GRAPHIC: Surprise production cuts – https://www.reuters.com/graphics/GLOBAL-OIL/egpbyjrylvq/chart.jpg
Oil prices last month fell towards $70 a barrel, the lowest in 15 months, on concern that a global banking crisis would hit demand. Still, further action by OPEC+ to support the market was not expected after sources downplayed this prospect and crude recovered towards $80.
The latest reductions could lift oil prices by $10 per barrel, the head of investment firm Pickering Energy Partners said on Sunday, while oil broker PVM said it expected an immediate jump once trading starts after the weekend.
“I expect the market to open several dollars higher … possibly as much as $3,” said PVM’s Tamas Varga. “The step is unreservedly bullish.”
Top OPEC producer Saudi Arabia said it would cut output by 500,000 bpd. The Saudi energy ministry said the kingdom’s voluntary reduction was a precautionary measure aimed at supporting the stability of the oil market.
“OPEC is taking pre-emptive steps in case of any possible demand reduction,” Amrita Sen, founder and director of Energy Aspects, said.
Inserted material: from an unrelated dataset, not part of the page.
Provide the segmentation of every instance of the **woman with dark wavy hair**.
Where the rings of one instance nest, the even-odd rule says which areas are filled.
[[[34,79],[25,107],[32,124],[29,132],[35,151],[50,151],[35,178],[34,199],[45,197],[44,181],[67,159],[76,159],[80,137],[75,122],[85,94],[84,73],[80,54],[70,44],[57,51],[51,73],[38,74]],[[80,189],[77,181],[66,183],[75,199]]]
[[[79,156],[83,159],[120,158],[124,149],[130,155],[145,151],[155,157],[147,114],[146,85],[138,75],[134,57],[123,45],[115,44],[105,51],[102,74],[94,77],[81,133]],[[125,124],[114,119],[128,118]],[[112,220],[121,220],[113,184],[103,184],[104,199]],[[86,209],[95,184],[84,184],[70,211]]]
Last October, OPEC+ had agreed to an output cut of 2 million bpd from November until the end of the year, a move that angered Washington as tighter supply boosts oil prices.
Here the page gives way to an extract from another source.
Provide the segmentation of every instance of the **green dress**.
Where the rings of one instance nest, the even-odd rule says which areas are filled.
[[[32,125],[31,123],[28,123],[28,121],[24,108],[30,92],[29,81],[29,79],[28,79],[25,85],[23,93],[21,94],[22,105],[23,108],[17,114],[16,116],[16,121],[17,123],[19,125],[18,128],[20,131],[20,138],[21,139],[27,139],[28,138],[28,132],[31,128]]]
The U.S. has argued that the world needs lower prices to support economic growth and prevent Russian President Vladimir Putin from earning more revenue to fund the Ukraine war.
The Biden administration said it sees the move announced by the producers on Sunday as unwise.
“We don’t think cuts are advisable at this moment given market uncertainty – and we’ve made that clear,” a spokesperson for the National Security Council said.
STARTS IN MAY
The voluntary cuts start from May and last until the end of the year. Iraq will reduce its production by 211,000 bpd, according to an official statement.
The UAE said it would cut production by 144,000 bpd, Kuwait announced a cut of 128,000 bpd while Oman announced a cut of 40,000 bpd and Algeria said it would cut its output by 48,000 bpd. Kazakhstan will also cut output by 78,000 bpd.
Russia’s Deputy Prime Minister Alexander Novak also said on Sunday that Moscow would extend a voluntary cut of 500,000 bpd until the end of 2023. Moscow announced those cuts unilaterally in February following the introduction of Western price caps.
An OPEC+ source said Gabon would make a voluntary cut of 8,000 bpd and not all OPEC+ members were joining the move as some are already pumping well below agreed levels due to a lack of production capacity.
After Russia’s unilateral reductions, U.S. officials said its alliance with other OPEC members was weakening, but Sunday’s move shows the cooperation is still strong.